Sunday, December 2, 2007

Banks seek bigger role in IPO

Bankers are rooting for a bigger role in the up-coming Safaricom initial public offering, proposing that investors be allowed to apply for shares backed by bank guarantees instead of cash. Barclays Bank of Kenya managing director, Adan Mohamed, says this will solve the problem of delays in refunding the investors after shares allocation.
It will also avoid a replay of the cash crunch that was witnessed during the KenGen initial public offering, where a total of Sh26 billion was left stuck in one bank.
This forced other banks to borrow from the receiving bank to address short-term cash shortages - in what is known as overnight lending.
Observing that all the IPOs issued in the past have been oversubscribed by a huge margin, Mr Mohamed said the challenges that they presented should serve as learning points for the Safaricom IPO.
“We should look for ways to avoid locking in investors funds for a long period and bank guarantees is one such way,” he said yesterday during the listing of the bank’s Sh5 billion seven-year corporate bond at the Nairobi Stock Exchange.
The Barclays Bank CEO said the IPO has elicited great interest among both institutional and individual investors because of its size.

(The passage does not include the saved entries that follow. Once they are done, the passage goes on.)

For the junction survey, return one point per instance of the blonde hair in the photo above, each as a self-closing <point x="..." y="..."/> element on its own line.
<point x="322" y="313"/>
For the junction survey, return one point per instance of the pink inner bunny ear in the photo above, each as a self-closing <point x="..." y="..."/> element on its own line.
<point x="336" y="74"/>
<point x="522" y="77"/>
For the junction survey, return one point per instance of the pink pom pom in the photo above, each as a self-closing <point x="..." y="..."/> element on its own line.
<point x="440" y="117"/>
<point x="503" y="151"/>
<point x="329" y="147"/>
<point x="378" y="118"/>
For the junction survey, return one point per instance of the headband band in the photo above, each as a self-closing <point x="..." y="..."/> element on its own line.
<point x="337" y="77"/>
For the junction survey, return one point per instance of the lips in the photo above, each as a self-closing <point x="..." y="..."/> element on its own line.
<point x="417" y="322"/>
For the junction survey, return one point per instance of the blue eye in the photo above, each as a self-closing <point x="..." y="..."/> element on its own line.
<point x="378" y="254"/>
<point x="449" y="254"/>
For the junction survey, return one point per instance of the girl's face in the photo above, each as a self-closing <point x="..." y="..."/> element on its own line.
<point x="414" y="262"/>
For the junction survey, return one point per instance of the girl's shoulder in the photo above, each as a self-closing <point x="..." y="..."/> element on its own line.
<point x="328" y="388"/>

This will see many investors mobilising funds by, among others, selling their existing shares or taking loans against the shares.

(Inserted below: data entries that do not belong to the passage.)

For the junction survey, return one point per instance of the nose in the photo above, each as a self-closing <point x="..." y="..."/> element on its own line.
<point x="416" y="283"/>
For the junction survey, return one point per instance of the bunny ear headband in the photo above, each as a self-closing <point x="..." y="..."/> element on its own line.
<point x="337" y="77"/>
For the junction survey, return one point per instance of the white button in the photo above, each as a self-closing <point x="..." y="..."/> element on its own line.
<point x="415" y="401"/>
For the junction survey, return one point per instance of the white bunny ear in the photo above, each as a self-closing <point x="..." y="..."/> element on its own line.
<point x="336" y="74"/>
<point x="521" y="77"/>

Mr Mohamed said the bank is ready to issue the guarantees even to individual investors so long as the Capital Markets Authority (CMA) makes the “rules clear.”

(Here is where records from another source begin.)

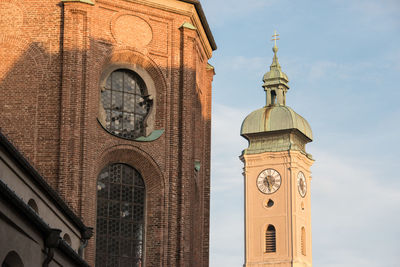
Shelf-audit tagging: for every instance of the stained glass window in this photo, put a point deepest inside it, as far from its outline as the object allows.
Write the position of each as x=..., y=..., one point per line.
x=126, y=103
x=120, y=217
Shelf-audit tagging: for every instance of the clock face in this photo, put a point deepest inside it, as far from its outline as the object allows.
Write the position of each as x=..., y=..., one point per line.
x=269, y=181
x=301, y=184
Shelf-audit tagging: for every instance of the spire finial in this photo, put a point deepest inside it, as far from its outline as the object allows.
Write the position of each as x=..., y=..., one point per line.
x=274, y=38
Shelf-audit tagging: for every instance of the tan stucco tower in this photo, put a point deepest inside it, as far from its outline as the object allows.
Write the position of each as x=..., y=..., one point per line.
x=277, y=180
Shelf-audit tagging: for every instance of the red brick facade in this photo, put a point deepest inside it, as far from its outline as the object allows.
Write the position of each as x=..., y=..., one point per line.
x=54, y=56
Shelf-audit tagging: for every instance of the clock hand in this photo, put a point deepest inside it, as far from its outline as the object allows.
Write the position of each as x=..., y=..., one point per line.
x=268, y=185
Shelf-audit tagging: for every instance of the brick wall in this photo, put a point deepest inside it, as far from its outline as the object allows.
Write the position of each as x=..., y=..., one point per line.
x=54, y=57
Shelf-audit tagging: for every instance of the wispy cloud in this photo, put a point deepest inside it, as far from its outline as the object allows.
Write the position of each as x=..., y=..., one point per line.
x=221, y=12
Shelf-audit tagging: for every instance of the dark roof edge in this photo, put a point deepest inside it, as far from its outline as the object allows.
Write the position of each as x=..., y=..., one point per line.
x=38, y=222
x=203, y=20
x=26, y=166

On the bank’s medium term note programme, the largest corporate bond to be issued in the Kenyan market, the CEO said its first Sh1 billion tranche was oversubscribed by 15 per cent.
“From the uptake of this bond, it is clear that investors have an appetite for financial instruments that help them diversify their portfolios,” he said yesterday at the NSE.
Long term financing
Proceeds of the bond, of which the second and third tranches will be issued in mid 2008 and 2009 respectively, will be used for long-term financing in real estate, agriculture and technology sectors.
It has a floating rate of 60 basis points above the 91-day Treasury bill rate.
The issue was arranged by Absa Capital, Barclays Capital’s Investment banking subsidiary for Africa and Barclays Financial Services Limited, BBK’s local investment banking business.